Iklan - Geser ke atas untuk melanjutkan.

Sempat Tertunda, Upacara Maligia Puri Blahbatuh Akhirnya Digelar

Bali Tribune/ TINJAU - Sekda Gianyar Made Gede Wisnu Wijaya meninjau lokasi upacara di areal Puri Ageng Blahbatuh.

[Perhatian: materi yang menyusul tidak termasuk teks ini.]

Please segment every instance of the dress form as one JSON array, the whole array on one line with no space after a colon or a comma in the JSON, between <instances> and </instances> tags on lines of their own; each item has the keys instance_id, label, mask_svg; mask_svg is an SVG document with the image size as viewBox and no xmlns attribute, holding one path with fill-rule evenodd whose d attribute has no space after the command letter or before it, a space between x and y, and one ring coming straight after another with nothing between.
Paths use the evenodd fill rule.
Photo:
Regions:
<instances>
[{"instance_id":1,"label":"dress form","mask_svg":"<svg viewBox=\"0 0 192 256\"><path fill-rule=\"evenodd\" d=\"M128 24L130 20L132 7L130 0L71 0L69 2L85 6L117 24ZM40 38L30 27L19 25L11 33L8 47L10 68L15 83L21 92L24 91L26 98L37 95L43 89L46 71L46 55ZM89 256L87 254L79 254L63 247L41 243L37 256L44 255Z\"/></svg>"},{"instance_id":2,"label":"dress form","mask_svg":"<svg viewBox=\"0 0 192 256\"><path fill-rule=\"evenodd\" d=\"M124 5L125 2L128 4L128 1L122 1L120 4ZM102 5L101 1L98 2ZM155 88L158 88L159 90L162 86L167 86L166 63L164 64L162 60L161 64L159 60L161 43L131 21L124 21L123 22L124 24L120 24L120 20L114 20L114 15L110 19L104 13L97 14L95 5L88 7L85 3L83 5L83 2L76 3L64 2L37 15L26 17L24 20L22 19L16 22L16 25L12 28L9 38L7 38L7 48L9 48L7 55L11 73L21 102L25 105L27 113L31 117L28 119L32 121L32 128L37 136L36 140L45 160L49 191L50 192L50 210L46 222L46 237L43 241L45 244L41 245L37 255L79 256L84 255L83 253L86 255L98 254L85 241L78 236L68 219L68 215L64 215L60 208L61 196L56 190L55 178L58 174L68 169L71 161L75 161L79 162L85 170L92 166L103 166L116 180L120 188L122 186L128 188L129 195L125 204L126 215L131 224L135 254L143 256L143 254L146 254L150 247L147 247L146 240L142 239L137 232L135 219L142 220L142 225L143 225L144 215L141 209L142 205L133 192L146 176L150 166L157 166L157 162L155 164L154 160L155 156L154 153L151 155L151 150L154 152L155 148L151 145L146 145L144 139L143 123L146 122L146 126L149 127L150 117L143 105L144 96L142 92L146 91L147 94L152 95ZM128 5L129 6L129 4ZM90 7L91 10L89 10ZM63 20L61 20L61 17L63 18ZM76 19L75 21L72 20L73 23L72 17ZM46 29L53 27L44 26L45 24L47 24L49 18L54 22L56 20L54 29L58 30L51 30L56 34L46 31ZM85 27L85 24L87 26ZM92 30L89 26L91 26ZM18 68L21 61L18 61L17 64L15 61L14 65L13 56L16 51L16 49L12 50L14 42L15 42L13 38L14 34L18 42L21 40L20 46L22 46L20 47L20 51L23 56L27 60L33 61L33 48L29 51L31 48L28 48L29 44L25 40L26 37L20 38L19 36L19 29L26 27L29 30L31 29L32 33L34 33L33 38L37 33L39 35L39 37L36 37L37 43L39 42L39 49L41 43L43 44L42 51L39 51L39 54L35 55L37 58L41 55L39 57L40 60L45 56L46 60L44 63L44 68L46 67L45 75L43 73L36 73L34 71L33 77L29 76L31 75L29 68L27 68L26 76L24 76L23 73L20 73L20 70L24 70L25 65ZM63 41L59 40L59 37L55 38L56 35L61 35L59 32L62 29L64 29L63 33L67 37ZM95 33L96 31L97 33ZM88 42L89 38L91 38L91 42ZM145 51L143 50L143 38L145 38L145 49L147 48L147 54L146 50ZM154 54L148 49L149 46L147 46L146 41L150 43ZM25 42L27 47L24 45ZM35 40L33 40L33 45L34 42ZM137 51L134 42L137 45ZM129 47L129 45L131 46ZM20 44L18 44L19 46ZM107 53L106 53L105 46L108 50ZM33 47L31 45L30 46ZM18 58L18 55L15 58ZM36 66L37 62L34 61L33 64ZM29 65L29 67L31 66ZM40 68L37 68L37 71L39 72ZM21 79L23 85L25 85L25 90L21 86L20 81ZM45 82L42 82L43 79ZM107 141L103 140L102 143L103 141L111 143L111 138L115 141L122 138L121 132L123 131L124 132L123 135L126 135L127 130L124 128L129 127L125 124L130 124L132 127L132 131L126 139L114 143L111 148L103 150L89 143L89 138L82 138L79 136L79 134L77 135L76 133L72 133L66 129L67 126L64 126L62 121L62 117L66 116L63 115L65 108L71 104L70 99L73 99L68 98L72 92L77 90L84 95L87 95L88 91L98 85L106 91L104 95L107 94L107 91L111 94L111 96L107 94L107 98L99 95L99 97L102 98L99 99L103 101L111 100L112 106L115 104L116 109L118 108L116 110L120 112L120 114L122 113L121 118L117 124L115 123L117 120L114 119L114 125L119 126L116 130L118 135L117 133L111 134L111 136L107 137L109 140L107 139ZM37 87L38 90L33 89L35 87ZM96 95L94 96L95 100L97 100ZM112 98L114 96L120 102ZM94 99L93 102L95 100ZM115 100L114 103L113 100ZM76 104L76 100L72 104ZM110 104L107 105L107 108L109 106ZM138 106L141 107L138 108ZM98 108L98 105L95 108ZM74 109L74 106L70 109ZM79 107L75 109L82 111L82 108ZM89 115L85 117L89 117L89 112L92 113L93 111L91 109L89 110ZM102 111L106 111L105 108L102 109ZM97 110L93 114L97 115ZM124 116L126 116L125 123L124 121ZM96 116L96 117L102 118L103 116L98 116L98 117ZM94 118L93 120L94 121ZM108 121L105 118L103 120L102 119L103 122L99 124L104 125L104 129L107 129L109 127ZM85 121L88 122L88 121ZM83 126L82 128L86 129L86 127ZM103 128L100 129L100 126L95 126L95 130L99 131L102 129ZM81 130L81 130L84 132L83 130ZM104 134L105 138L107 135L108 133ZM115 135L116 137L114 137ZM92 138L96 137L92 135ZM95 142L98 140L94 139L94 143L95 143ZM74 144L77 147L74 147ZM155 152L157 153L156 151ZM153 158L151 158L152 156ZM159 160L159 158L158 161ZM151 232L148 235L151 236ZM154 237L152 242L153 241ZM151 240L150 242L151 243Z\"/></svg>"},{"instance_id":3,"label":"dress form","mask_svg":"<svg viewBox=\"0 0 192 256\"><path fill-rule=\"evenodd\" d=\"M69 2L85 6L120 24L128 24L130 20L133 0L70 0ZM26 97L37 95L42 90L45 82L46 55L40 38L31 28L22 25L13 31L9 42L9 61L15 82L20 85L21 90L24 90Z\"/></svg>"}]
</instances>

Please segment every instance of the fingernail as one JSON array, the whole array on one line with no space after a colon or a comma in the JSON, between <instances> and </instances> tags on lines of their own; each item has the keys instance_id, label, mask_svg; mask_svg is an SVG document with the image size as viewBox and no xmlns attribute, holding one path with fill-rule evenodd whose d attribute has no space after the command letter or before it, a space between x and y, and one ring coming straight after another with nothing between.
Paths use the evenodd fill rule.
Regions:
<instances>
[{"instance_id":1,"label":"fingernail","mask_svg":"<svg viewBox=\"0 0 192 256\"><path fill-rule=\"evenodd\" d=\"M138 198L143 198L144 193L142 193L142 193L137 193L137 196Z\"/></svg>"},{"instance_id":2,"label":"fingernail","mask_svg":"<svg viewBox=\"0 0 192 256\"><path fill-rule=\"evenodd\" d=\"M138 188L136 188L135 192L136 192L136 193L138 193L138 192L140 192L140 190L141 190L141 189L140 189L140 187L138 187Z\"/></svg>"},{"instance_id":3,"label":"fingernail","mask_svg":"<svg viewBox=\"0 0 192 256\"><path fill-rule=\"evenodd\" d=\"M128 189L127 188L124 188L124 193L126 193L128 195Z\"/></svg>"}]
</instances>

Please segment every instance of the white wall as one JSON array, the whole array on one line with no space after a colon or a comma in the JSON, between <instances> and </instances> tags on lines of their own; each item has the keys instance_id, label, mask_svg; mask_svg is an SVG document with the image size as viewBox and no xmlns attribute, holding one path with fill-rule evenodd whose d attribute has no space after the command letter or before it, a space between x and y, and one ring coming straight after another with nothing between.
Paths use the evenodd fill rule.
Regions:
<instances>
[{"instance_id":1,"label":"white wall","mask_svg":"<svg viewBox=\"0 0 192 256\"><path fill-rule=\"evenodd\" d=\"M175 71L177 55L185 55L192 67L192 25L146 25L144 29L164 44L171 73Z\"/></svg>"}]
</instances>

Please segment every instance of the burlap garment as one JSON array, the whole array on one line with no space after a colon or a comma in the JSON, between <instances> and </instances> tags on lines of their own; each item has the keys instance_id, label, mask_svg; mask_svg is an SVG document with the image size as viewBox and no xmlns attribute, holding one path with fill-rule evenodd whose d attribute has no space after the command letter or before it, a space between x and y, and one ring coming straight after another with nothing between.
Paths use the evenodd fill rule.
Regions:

Balitribune.co.id | Gianyar - Setelah tertunda selama hampir 5 bulan akibat pandemi, Upacara Maligia di Puri Ageng Blahbatuh, dipastikan akan dilaksanakan. Memastikan upacara besar tersebut berlangsung dengan protokol kesehatan, Sekretaris Daerah Kabupaten Gianyar Made Gede Wisnu Wijaya bersama Kabag Ops Polres Gianyar Kompol Wayan Latra, Plt. Kepala BPBD Gianyar Ngakan Dharma Jati, didampingi Camat Blahbatuh I.B. Dharma Yuda, dan tim dari Dinas Kesehatan meninjau lokasi upacara di areal Puri Ageng Blahbatuh, Senin (27/7/2020).
 
Panglingsir Puri Ageng Blahbatuh Anak Agung Alit Kakarsana mengatakan, persiapan protokol kesehatan telah dilakukan. Diantaranya, tempat cuci tangan 10 buah yang akan ditempatkan berjejer di kiri-kanan pintu masuk. Pintu keluar-masuk diatur 1 jalur, pintu masuk di selatan dan pintu keluar di utara. Dengan pintu 1 jalur, diharapkan masyarakat yang menghadiri upacara tidak berseliweran. Selain tempat cuci tangan, disediakan juga desinfektan herbal yang juga dimaksudkan sebagai aroma terapi. Juga ada petugas pemeriksa suhu badan dengan menggunakan thermo gun. Parkir disiapkan di sebelah utara dan timur puri. “Orang yang akan keluar masuk saat puncak acara maligia sekitar 402 orang, ini sudah kami batasi agar ada ruang untuk menjaga jarak,” terang Anak Agung Alit Kakarsana. Pihaknya siap menambahkan tempat cuci tangan lagi jika memang dirasa kurang nantinya.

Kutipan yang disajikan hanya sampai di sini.